How much feed(ounces per bird)do some of you feed? Breeders in the off season and young birds not being raced at present.How many feed once a day?Twice a day?


----------



## kbraden (Mar 27, 2010)

approx 1 ounce per bird. For flyers, I feed mine once a day just so they know that the whistle means "feeding time", and once a day makes sure they eat it all, not eat part of it knowing (or thinking) there is another meal in a little while. For breeders, same thing, once a day when not on eggs or raising young. If on eggs/ raising young I feed 2x day, morning & evening.


----------



## lmorales4 (Jul 8, 2010)

I feed an ounce and a half of feed per day per bird. This has my birds at a good weight while keeping them hungry enough to trap on command, I feed 1/3 in the morning and the rest at night


----------



## ERIC K (Mar 29, 2010)

please tell us what is in that 1 ounce or 1 ounce and 1/2 of feed.
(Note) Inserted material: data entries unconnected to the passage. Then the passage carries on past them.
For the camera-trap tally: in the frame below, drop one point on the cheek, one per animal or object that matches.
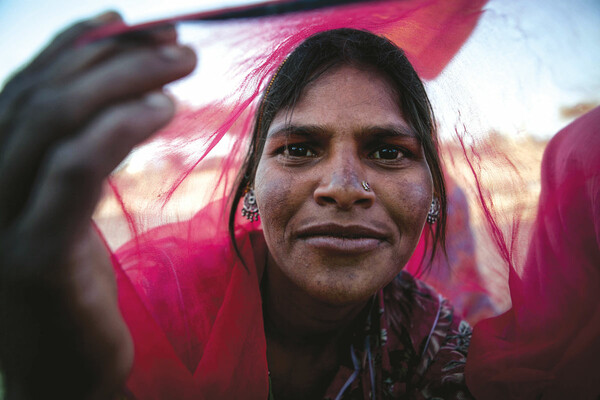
(408, 201)
(275, 201)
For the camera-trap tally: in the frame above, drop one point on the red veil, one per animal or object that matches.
(194, 310)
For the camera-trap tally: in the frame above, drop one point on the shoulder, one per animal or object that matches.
(439, 338)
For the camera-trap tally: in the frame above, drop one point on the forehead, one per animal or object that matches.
(345, 97)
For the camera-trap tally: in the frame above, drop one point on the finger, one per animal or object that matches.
(68, 190)
(67, 38)
(75, 61)
(24, 80)
(57, 112)
(80, 59)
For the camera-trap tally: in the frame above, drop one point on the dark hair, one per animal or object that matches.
(318, 54)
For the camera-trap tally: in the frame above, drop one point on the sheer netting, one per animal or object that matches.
(194, 310)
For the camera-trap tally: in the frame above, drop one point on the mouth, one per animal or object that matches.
(342, 239)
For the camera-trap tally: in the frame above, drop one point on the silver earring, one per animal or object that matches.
(434, 211)
(250, 208)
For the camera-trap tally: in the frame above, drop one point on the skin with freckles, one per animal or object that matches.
(329, 239)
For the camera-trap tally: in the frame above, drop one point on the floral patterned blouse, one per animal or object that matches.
(413, 346)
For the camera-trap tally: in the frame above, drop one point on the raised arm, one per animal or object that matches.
(66, 121)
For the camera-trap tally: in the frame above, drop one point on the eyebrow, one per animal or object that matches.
(380, 131)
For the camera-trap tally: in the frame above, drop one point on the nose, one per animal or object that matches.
(341, 186)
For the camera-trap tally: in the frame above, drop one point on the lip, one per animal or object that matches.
(346, 239)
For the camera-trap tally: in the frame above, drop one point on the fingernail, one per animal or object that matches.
(158, 100)
(108, 16)
(171, 53)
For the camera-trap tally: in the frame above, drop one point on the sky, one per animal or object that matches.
(525, 60)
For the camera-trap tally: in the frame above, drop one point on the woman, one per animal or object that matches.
(344, 171)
That would be helpful too.


----------



## horseart4u (Jun 16, 2011)

i feed my birds 1 1/2 oz per bird and split it between morning and night, they also get a snack inbetween meals..i am not racing yet but some are on eggs and ready to rear young in the next week or so..and they eat pretty much every last bit i give them  what they don't gets tossed and i cut back a bit the next day, if they look for more after eating then i will bring it back up a bit.


----------



## Jay3 (May 4, 2008)

Birds raising babies should have access to feed and water all day.


----------



## hillfamilyloft (Jun 22, 2005)

ERIC K said:


> please tell us what is in that 1 ounce or 1 ounce and 1/2 of feed. That would be helpful too.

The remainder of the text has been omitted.